I was getting money from the drive-up ATM one Saturday morning.  The bank was open but there wasn’t anyone else at either machine.  It’s in a low-crime area but I always keep my head on a swivel and take as little time as possible.  I overshot the machine, so I had to back up.  After getting into a better position, I glanced at my rear camera.  Just then it hit me that if I keep my vehicle in reverse (and foot on the brake), I have a really good rear view of what is going on behind me.  Of course, if anyone is behind me it might freak them out, and if something were to go down I would likely back into the car behind me.  No, I don’t have any aftermarket front or rear security cameras and realize that would work better.

Just wanted some thoughts from the community.


  • Comments (4)

    • 3

      I can see myself reaching for my card from the machine and lifting my foot off the brake enough to cause an accident. It’s a great idea to have that additional view and I like your tip but I can see my clumsy self getting into more trouble with it. 

      I’m always cautious when travelling to and from the bank.

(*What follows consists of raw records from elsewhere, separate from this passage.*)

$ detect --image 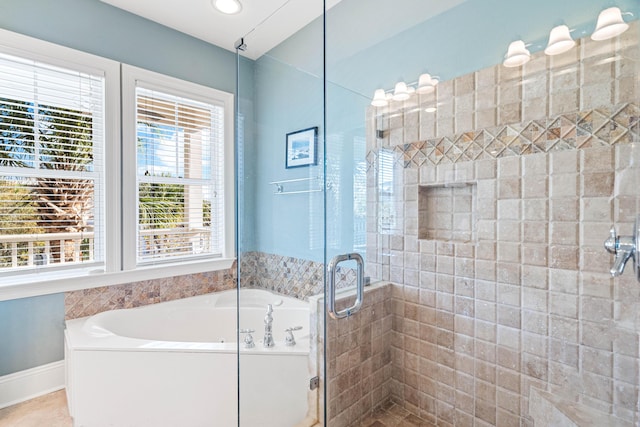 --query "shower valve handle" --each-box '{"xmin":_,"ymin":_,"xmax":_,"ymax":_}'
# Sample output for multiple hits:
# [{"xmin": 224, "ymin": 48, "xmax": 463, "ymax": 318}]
[
  {"xmin": 284, "ymin": 326, "xmax": 302, "ymax": 347},
  {"xmin": 604, "ymin": 217, "xmax": 640, "ymax": 280},
  {"xmin": 238, "ymin": 329, "xmax": 256, "ymax": 348}
]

I look for any people and cars that are paying too  much attention to me and once I get my money, I don’t sit and count and organize it in the parking lot. I drive away and keep an eye out that no one is following me and then organize it at my next destination. 

      These blind spot mirrors that I see many large trucks use could give you an additional angle not only for at the ATM but while driving as well. 


      • 3

        I looked up some ATM safety tips:

        • Be aware of your surroundings, particularly at night. If you observe or sense suspicious persons or circumstances, do not use the machine at that time.
        • Have your ATM card ready and in your hand as you approach the ATM. Don’t wait to get to the ATM and then take your card out of your wallet or purse. (I LIKE THIS ONE!)
        • Visually inspect the ATM for possible skimming devices. Potential indicators can include sticky residue or evidence of an adhesive used by criminals to affix the device, scratches, damaged or crooked pieces, loose or extra attachments on the card slot, or noticeable resistance when pressing the keypad.
        • Be careful that no one can see you enter your PIN at the ATM. Use your other hand or body to shield the ATM keyboard as you enter your PIN into the ATM.
        • To keep your account information confidential, always take your receipts or transaction records with you. (I always take my receipt from ATMs, gas stations, and everywhere. I don’t know what information of mine is on there)
        • Do not count or visually display any money you received from the ATM. Immediately put your money into your pocket or purse and count it later. (I already to this)
        • If you are using a drive-up ATM, be sure passenger windows are rolled up and all doors are locked. If you leave your car and walk to the ATM, lock your car. (Great tip I hadn’t thought of either!)

        Special Precautions for Using an ATM at Night

        • Park close to the ATM in a well-lighted area.
        • Take another person with you, if at all possible.
        • If the lights at the ATM are not working, don’t use it.
        • If shrubbery has overgrown or a tree blocks the view, select another ATM and notify your bank.
      • 2

        Yes, It could definitely be problematic while you are trying to finish your transaction.

    • 2

      I went to the bank yesterday and did the drive up teller where you put your deposit slip, ID, and money into the tube and it sucks it into the bank. 

      Well I sat there fumbling with the deposit slip writing down my information which took a few minutes and thought back to this post of minimizing the amount of time we sit in our cars at the bank. I then realized that I could take a couple of these, fill them out beforehand and keep them in my wallet. That will cut down on the time I spend in the bank parking lot, reducing my risk of being around people, and not hold up the line for cars behind me.